Da Redação
A Justiça Federal condenou a Caixa Econômica Federal (CEF) a pagar indenização de R$ 50 mil por danos morais a um servente de pedreiro negro, de 28 anos, vítima de discriminação racial em uma agência bancária de Torres, no Rio Grande do Sul. A decisão, proferida no início da semana, pela juíza Camila Lapolli de Moraes, da 4ª Vara Federal de Criciúma (SC), considerou comprovado o tratamento desigual sofrido pelo trabalhador.
O caso ocorreu em maio de 2023, quando o servente tentou entrar na agência usando botinas com ponteira metálica – equipamento de proteção individual (EPI) obrigatório na construção civil.
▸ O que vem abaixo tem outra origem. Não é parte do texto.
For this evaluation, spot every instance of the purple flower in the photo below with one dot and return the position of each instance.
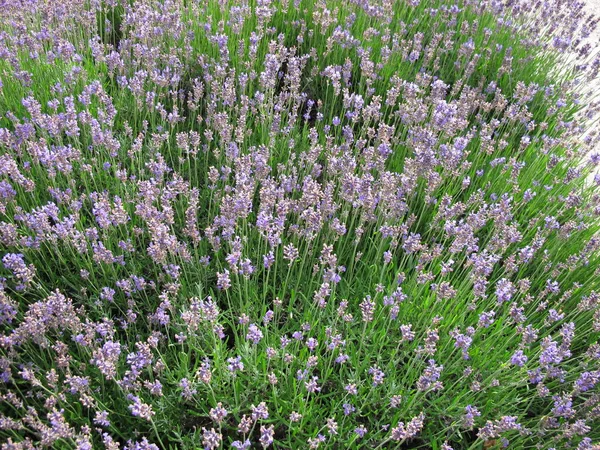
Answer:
(254, 334)
(518, 358)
Após quatro tentativas frustradas de passar pela porta giratória, ele foi obrigado pelo vigilante a retirar os calçados e permaneceu descalço durante todo o atendimento.
Minutos depois, seu colega de trabalho, de pele clara e usando calçados idênticos fornecidos pela mesma empresa, teve a entrada liberada sem qualquer restrição. As imagens do circuito interno da agência e os depoimentos em juízo, incluindo o do próprio colega, confirmaram a sequência dos fatos.
Discriminação direta e velada
Na sentença, a magistrada foi enfática ao caracterizar a conduta como discriminação racial direta. “Ao exigir que o autor retirasse os sapatos e permanecesse descalço, sem lhe permitir recolocá-los mesmo após constatar que não representavam qualquer risco à segurança, deixando de utilizar a prerrogativa de liberar o acesso manualmente – ainda que, para tanto, fosse necessário acionar a gerência – e, em seguida, autorizar o ingresso de colega de trabalho, de pele mais clara, calçando sapatos idênticos, sem qualquer justificativa plausível para o tratamento desigual, incorreu a instituição ré em inequívoca prática de discriminação direta”, afirmou Camila Moraes.
A juíza destacou que, mesmo sem manifestação expressa de cunho racista, a análise do contexto e do tratamento desigual revela a prática discriminatória. “No Brasil, a discriminação racial nem sempre se manifesta de forma ostensiva. Frequentemente, o preconceito, arraigado em estruturas sociais e culturais, emerge de modo velado, como balizador de tratamento desigual entre pessoas que se encontram em idênticas condições”, observou.
Defesa da CEF foi rejeitada
A Caixa Econômica Federal tentou se defender alegando que os calçados utilizados pelos dois trabalhadores seriam confeccionados com materiais distintos, o que justificaria o travamento da porta giratória apenas no primeiro caso. O argumento foi rejeitado pela magistrada, que classificou a alegação como genérica e sem respaldo probatório.
“É razoável presumir que EPIs idênticos, fornecidos a trabalhadores de uma mesma empresa de construção civil, sejam produzidos com o mesmo material. Assim, tendo o calçado do autor provocado o travamento da porta, isso deveria ter ocorrido com o de seu colega, o que não se verificou”, destacou a juíza.
Ela também ressaltou a estranheza do fato de o vigilante não ter acionado a gerência para liberar manualmente o acesso do primeiro trabalhador, procedimento que poderia ter evitado a situação vexatória. “Causa estranheza o fato de o autor ter sido submetido à situação vexatória descrita, enquanto seu colega adentrou livremente na agência, minutos depois, utilizando o mesmo EPI fornecido pela empresa empregadora”, pontuou.
Discriminação estrutural
Na fundamentação da sentença, Camila Moraes abordou a questão da discriminação estrutural no Brasil, explicando que a vítima foi “intencionalmente tratada de forma desigual, com base em critério diferenciador ilegítimo – no caso, a raça”.
O processo tramitou no Juizado Especial Federal (JEF) Cível da Unidade Avançada de Atendimento de Araranguá (SC) e foi julgado pela 4ª Vara Federal de Criciúma. A Caixa Econômica Federal ainda pode recorrer da decisão.
A condenação reforça o entendimento jurídico de que instituições financeiras e seus prepostos respondem por práticas discriminatórias, mesmo quando não há manifestação explícita de preconceito, mas o tratamento desigual evidencia o racismo estrutural presente na sociedade brasileira.